[Part Two of a Ten-Part Series on Zines and Blogs]
In developing a historical narrative of zines and blogs, some preliminary mapping of questions and issues is warranted. Here goes. I will take up each of these areas in turn. I had originally intended to write the instalments in this series on a weekly basis, but given the vast scope of each question, the extent of scholarly roots each one mines, and the practical limitations on my time, this might be more like a fortnightly or monthly exercise. If you don’t know what I’m talking about because you missed the Introduction to this series, then go read this first. Additionally, while my emphasis is on music as a case study, I think that this framework may be equally applicable to other forms of communication that we’ve torn from our analog gardens and crammed into our digital talkboxes.
I propose seven main areas of our experience of music that change in the transition from the era of zines to an era of blogs. They are, in brief:
1. Time. Blogs are fast; zines are slow.
2. Space. Blogs compress more space than zines do/did.
3. Generational effects. Those growing up on RSS and IM are unaccustomed to older, slower modes of communication. This breeds expectations of high speed, and mass misunderstandings of slower things.
4. Media and Technology. Industry-driven technological imperatives and trends in communication design favour speed and volume over content. This means more than just a larger number of typographical errors.
5. Ownership. Digital infrastructure is primarily privately owned, whereas relevant older media (e.g., postal services) were/are public utilities. This affects the structure of content exchange, accessibility, and the potential for challenges to dominant ideologies and prevailing regimes of circulation.

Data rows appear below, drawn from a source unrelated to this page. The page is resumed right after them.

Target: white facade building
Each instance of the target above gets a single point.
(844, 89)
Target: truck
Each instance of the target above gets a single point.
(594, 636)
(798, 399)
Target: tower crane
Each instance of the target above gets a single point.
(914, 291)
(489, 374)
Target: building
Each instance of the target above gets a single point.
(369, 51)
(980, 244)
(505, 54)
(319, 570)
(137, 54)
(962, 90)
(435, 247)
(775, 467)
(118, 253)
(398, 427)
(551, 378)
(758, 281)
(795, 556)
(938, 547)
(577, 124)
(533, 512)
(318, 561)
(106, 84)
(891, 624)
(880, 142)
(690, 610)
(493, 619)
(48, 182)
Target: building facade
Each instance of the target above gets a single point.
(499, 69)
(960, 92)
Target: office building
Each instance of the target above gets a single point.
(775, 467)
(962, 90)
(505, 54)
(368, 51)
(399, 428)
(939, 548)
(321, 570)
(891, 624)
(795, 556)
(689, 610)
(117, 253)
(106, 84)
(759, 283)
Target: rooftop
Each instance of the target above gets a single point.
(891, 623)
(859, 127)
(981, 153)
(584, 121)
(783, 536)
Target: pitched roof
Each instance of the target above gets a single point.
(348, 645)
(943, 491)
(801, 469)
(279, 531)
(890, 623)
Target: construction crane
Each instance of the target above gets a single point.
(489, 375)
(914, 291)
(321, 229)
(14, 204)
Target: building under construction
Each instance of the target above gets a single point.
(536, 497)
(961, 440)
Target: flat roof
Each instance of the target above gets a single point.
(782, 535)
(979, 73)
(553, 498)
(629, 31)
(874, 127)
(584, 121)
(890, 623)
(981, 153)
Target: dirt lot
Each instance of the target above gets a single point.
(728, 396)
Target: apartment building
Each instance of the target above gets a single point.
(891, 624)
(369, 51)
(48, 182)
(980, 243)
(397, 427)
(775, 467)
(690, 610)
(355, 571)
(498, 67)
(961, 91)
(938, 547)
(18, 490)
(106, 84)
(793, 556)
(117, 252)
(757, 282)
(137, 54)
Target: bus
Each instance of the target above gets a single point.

6. Intellectual Property. People living in the era of blogs place a high value on the free exchange of information, partly because technology makes it easier to stage protests against the status quo of intellectual property ownership. This affects the way the blog is used. The concern about copyright infringement in the era of zines, while present, was never the front page story it has been in this era of DRM.
7. Relationship to Mainstream Media. Blogs get used in ways unheard of during the era of zines, which, as a general rule, competed with mainstream media ideologically. Blogs compete with, but also often complement mainstream ideologies. Additionally, zines never had any significant business application other than promoting bands, labels, and themselves. Lots of difference here.
So those are the seven “chapters” of this series. I will be taking them on one at a time over the next few weeks. As always, comments, suggestions, and book, article, zine and blog references are encouraged.